Situasi ini mengarah pada hipotesis inflasi pengetahuan: jumlah informasi melimpah, tetapi kontribusinya terhadap kemajuan ilmu pengetahuan relatif kecil. AI, dengan kemampuan analisis datanya, justru mempercepat fenomena ini tanpa menjamin kualitas atau dampak nyata riset.

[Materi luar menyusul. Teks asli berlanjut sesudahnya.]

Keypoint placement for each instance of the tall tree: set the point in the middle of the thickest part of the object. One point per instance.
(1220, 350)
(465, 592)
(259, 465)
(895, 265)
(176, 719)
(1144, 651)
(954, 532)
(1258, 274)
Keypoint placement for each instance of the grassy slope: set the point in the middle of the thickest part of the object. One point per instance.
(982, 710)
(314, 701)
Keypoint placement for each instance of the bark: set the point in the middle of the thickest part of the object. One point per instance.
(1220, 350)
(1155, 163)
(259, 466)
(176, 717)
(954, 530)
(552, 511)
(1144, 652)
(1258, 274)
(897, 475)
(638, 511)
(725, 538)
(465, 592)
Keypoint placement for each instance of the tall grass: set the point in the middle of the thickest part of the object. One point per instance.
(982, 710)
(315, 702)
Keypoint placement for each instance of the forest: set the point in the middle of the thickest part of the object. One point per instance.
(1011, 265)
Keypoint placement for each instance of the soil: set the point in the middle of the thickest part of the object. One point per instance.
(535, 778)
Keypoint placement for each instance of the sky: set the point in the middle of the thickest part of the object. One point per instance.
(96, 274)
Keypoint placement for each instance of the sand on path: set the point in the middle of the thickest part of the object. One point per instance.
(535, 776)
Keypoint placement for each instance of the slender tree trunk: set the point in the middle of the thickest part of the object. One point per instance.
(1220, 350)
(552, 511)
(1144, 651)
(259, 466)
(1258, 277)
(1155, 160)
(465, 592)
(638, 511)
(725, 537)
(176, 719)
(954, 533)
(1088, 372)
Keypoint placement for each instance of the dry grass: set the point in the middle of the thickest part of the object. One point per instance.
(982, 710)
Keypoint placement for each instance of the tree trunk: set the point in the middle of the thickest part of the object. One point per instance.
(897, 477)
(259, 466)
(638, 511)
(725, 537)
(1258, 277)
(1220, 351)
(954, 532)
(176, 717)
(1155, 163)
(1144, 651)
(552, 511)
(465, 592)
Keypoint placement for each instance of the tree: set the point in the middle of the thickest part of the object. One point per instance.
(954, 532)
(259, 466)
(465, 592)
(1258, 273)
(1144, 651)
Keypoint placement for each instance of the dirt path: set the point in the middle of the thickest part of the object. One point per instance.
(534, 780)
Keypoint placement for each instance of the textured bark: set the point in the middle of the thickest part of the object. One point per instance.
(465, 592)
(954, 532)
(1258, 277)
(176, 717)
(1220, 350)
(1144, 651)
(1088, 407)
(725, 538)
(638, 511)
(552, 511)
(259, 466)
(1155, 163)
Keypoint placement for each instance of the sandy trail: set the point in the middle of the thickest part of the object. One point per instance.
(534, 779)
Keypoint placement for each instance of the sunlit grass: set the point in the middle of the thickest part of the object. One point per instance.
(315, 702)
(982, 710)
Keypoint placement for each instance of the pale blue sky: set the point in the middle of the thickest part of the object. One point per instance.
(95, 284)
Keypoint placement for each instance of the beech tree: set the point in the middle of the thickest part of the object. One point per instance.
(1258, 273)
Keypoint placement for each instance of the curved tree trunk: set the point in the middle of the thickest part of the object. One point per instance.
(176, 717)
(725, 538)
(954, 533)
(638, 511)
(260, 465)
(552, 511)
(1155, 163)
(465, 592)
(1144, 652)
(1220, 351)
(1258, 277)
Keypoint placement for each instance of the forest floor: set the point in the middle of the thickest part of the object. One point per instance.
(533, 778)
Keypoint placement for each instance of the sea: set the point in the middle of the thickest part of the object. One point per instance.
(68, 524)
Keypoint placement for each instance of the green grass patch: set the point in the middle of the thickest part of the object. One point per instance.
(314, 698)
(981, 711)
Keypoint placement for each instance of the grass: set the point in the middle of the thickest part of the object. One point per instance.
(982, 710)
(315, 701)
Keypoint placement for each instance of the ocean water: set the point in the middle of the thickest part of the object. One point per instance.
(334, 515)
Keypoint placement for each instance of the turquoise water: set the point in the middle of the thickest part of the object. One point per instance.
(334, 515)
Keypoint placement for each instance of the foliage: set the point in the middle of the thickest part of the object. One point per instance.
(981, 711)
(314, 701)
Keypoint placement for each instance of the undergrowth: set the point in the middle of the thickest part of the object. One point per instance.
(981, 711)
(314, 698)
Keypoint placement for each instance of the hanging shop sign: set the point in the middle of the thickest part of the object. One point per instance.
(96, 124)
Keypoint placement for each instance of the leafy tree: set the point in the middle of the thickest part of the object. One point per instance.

Salah satu akar masalahnya adalah sistem akademik yang menjadikan publikasi sebagai ukuran utama kesuksesan peneliti. Jumlah publikasi menjadi tolak ukur utama pendanaan, promosi jabatan, dan reputasi. Akibatnya, fokus bergeser dari eksplorasi intelektual mendalam ke pemenuhan target kuantitatif yang ditetapkan institusi dan jurnal. AI mempercepat tren ini dengan menyediakan alat otomatisasi. Namun, jika semua ilmuwan memiliki akses ke alat yang sama, kompetisi bukan lagi soal kecerdasan atau kreativitas, melainkan kecepatan produksi.
Konsekuensinya, banyak publikasi dengan nilai akademik rendah yang hanya “mengisi ruang” dalam sistem. Praktik seperti salami slicing—memecah satu penelitian menjadi beberapa publikasi kecil—semakin umum. Ini membebani komunitas ilmiah dalam menyaring informasi bernilai dan mempersulit pencarian literatur. AI, yang diharapkan membantu menyaring informasi, justru berpotensi memperparah masalah dengan meningkatkan jumlah makalah yang secara substansial tidak bermanfaat.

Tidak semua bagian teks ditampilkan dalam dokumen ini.